Conservation Crossing Borders
Climate change is an issue that has been discussed the world over and is of great concern. As climates begin to shift and weather patterns begin to change, so does nature. Wildlife are forced to adapt to conditions they are not used to, over and above the fact that their habitats are being encroached on. The first wildlife to have shown signs of adapting are birds. Migratory bird patterns have diversified and as the need grows, birds are moving to areas that are best suited to their survival, causing a cry out for cross border conservation efforts.
A team of researchers decided to conduct a study concentrating on the birds of Africa. The team consisted of Dr. Stephen Willis (School of Biological and Biomedical Sciences of the Durham University), as well as Professor Brian Huntley from the same department. They considered where the birds are located at present and how they would move due to climate change. Eight hundred and three Important Bird Areas (IBAs) were looked at.

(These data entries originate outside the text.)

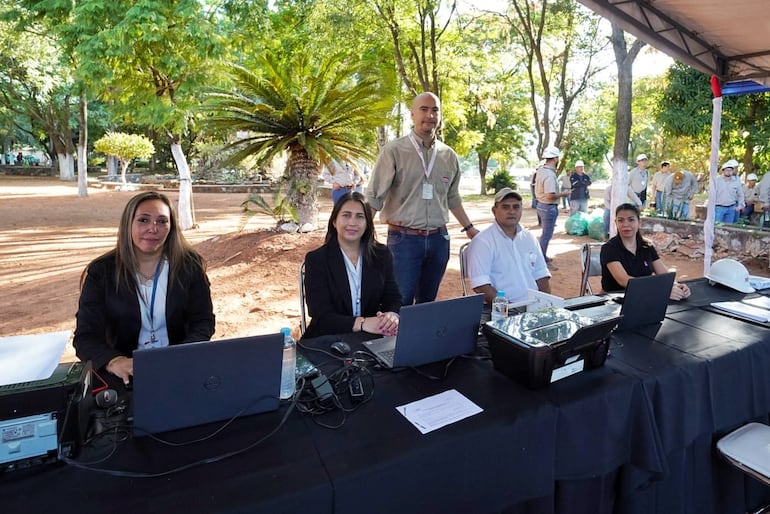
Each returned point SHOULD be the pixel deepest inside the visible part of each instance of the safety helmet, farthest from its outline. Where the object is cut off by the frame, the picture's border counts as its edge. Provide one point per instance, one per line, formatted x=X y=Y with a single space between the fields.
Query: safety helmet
x=550 y=152
x=730 y=273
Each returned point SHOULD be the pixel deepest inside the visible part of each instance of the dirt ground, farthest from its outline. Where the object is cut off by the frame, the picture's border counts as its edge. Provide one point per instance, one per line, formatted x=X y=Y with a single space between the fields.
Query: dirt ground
x=48 y=234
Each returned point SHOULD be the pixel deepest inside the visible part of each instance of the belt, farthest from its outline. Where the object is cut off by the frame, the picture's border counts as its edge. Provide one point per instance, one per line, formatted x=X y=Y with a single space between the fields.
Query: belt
x=415 y=231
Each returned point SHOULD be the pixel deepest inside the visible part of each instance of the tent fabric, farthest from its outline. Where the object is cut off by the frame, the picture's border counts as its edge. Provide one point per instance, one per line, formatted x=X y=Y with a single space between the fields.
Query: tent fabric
x=726 y=39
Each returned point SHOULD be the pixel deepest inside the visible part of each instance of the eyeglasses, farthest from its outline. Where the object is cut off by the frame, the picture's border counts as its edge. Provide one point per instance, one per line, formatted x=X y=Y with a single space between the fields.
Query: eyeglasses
x=147 y=221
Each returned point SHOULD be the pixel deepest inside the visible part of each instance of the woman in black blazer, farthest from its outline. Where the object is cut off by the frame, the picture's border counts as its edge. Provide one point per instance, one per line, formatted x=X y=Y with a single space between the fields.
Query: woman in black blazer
x=350 y=285
x=151 y=290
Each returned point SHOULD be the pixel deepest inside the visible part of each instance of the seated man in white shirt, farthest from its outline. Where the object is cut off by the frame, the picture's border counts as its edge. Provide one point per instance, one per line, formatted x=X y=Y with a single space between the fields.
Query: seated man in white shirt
x=506 y=256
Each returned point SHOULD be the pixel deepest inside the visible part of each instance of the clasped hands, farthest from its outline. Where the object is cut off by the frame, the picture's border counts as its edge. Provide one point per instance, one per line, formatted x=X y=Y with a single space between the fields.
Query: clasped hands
x=679 y=292
x=122 y=367
x=385 y=323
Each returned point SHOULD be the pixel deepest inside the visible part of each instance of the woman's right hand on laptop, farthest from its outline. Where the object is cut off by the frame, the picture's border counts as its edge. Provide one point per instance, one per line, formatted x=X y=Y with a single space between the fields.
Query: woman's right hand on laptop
x=122 y=367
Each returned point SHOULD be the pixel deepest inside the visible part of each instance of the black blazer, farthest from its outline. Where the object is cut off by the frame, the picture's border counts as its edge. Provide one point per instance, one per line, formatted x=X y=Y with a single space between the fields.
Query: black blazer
x=327 y=290
x=108 y=321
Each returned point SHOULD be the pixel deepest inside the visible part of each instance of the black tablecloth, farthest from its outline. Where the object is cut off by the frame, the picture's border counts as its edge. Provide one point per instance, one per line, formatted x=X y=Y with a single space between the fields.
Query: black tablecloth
x=635 y=436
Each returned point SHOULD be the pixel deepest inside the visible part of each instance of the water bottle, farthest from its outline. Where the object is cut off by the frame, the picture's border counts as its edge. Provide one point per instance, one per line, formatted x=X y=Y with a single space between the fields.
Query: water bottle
x=288 y=370
x=499 y=306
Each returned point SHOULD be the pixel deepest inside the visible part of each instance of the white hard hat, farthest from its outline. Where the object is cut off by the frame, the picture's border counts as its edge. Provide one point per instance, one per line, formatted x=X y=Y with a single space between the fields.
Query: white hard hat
x=730 y=273
x=550 y=152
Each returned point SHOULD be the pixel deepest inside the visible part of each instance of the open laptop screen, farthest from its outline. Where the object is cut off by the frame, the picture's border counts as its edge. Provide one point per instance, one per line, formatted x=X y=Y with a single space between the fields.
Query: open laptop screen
x=191 y=384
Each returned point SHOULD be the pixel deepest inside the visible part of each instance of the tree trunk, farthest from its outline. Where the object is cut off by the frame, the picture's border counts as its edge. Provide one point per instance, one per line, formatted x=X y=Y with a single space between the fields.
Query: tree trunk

Monitoring the birds will be the first way to detect signs of the effects of climate change, as they would be the first to move. The researchers have therefore written a guideline to governments on how to deal with the reshuffling of wildlife should this occur as predicted. According to their studies, at least one third of the Important Bird Areas will experience a noticeable change, as shrinking habitats will force birds to find more suitable areas for food supply. During their research project, the researchers were also able to identify areas that are not currently under protection but could become potential habitats for the birds.
Dr. Stephen Willis commented: “The bird map of Africa is set to change dramatically and we need conservation policies that see the bigger picture.” He went on to say: “There are large areas of Africa lacking protected status and many of these areas are predicted to be critically important for bird conservation in the future. We need to be ready to protect remnant populations of birds while also preparing for new colonists.” As co-author of the guideline paper he stressed the importance of cross border conservation, “We need to improve monitoring, communication and co-operation to make protected areas work across borders. Conservationists and policy makers will have to work together in new ways as networks become increasingly important in protecting species.”